Un amigo que es jardinero decidió comprar una motocicleta. Para que no se tuviera que endeudar, les prestamos el dinero y “a cambio” le pedí que me escuchara un rato respecto a todo lo que su decisión implicaba, primero en relación a riesgo y seguridad propia y de sus familiares; luego respecto a responsabilidad de usarla bien y darle el mantenimiento que requiere; y finalmente ―se me salió el profe― respecto a la enorme cadena de valor que su decisión activaba; dándole “pedacitos de trabajo” a quien lo había asesorado en la tienda que la adquirió, al que la había transportado desde la aduana a la tienda, al que la había procesado en la agencia de aduanas, al que la había transportado desde el puerto al almacén fiscal, al que había manejado la grúa para descargar el contenedor en que venía y de ahí para a toda una cadena de ciudadanos chinos que habían participado en su fabricación y trasnporte. Obviamente me faltaron “muchos pedacitos” de tramitadores, contadores, gerentes, etc.; pero creo que entendió el punto.

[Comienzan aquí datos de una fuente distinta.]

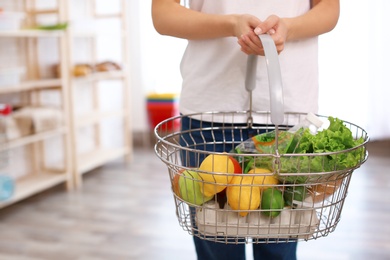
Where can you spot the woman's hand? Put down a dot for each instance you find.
(320, 19)
(274, 26)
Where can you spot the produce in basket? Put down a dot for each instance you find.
(334, 141)
(272, 202)
(242, 194)
(215, 172)
(295, 193)
(189, 188)
(266, 181)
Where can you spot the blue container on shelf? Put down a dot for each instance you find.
(7, 187)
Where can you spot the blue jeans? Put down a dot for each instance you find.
(224, 140)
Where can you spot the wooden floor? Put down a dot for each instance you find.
(127, 212)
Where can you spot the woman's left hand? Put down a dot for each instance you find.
(274, 26)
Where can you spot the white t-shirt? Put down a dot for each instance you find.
(213, 70)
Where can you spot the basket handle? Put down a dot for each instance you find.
(274, 79)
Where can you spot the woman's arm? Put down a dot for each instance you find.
(170, 18)
(320, 19)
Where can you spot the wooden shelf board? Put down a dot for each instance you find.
(109, 75)
(33, 184)
(33, 138)
(94, 159)
(31, 33)
(97, 117)
(31, 85)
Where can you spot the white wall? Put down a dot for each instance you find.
(155, 61)
(353, 60)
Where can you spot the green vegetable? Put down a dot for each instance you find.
(58, 26)
(336, 138)
(334, 141)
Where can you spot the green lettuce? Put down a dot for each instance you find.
(332, 149)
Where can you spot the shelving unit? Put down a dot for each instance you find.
(75, 158)
(39, 174)
(96, 116)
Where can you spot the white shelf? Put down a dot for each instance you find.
(98, 76)
(31, 33)
(96, 117)
(31, 85)
(33, 184)
(23, 141)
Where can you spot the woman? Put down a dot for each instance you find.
(221, 33)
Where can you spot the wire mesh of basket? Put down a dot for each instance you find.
(276, 193)
(312, 200)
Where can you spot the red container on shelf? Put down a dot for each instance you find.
(161, 107)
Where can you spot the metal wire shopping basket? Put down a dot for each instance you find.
(228, 197)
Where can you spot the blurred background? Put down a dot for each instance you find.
(83, 83)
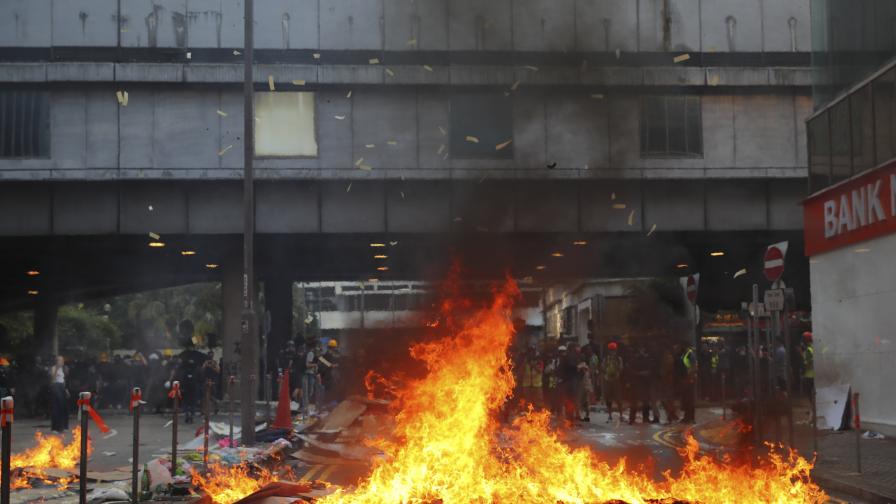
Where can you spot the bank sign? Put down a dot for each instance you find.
(854, 211)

Luego le expliqué que valía la pena asegurarla, no solo lo obligatorio, sino contra accidentes y robos, lo que daría otro “pedacito de empleo” a varios en esa industria; y además que al operarla le daría más empleo a personal de gasolineras, repuesteras, llanteros, y todo eso sin contar las cadenas de valor propias del casco, el chaleco reflector y los guantes para que se viera “cool”.

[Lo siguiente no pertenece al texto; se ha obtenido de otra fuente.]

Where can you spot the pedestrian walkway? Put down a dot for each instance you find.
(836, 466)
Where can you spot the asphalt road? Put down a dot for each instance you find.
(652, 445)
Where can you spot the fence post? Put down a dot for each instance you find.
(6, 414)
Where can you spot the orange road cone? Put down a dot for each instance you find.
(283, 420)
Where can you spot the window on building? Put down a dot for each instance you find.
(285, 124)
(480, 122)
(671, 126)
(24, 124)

Luego le expliqué que esa misma dinámica existía con cada compra que él y su familia hacían en las tiendas de ropa americana usada ―sus favoritas― y con las compras de alimentos y abarrotes… También le conté que al no tomar la deuda comercial que le ofrecían, había dejado de dar pedacitos de trabajo a cuando menos otro par de almas.
Creo que para este momento estaba bastante aburrido, pero por alguna razón me pareció que era un buen momento para explicarle a él como es que funcionan las cadenas de valor. No sé cuánto del cuento pueda repetir, pero por lo menos una vez en su vida oyó cómo funciona, al menos en parte, la economía moderna.
Y es que a veces la gente cree que la inversión, el empleo y la producción y el desarrollo socioeconómico que producen, de verdad depende más del gobierno que de la empresa privada. Es su actividad como empresario-jardinero la que le permite participar activamente en estas cadenas de valor y así contribuir a generar más inversión, empleo y comercio nacional e internacional. Es la combinación de ser un consumidor y generador de riqueza ―en su caso en la forma de jardines estéticos, limpios y bien mantenidos― la que impulsa, en parte, el desarrollo de su cantón, provincia y nación.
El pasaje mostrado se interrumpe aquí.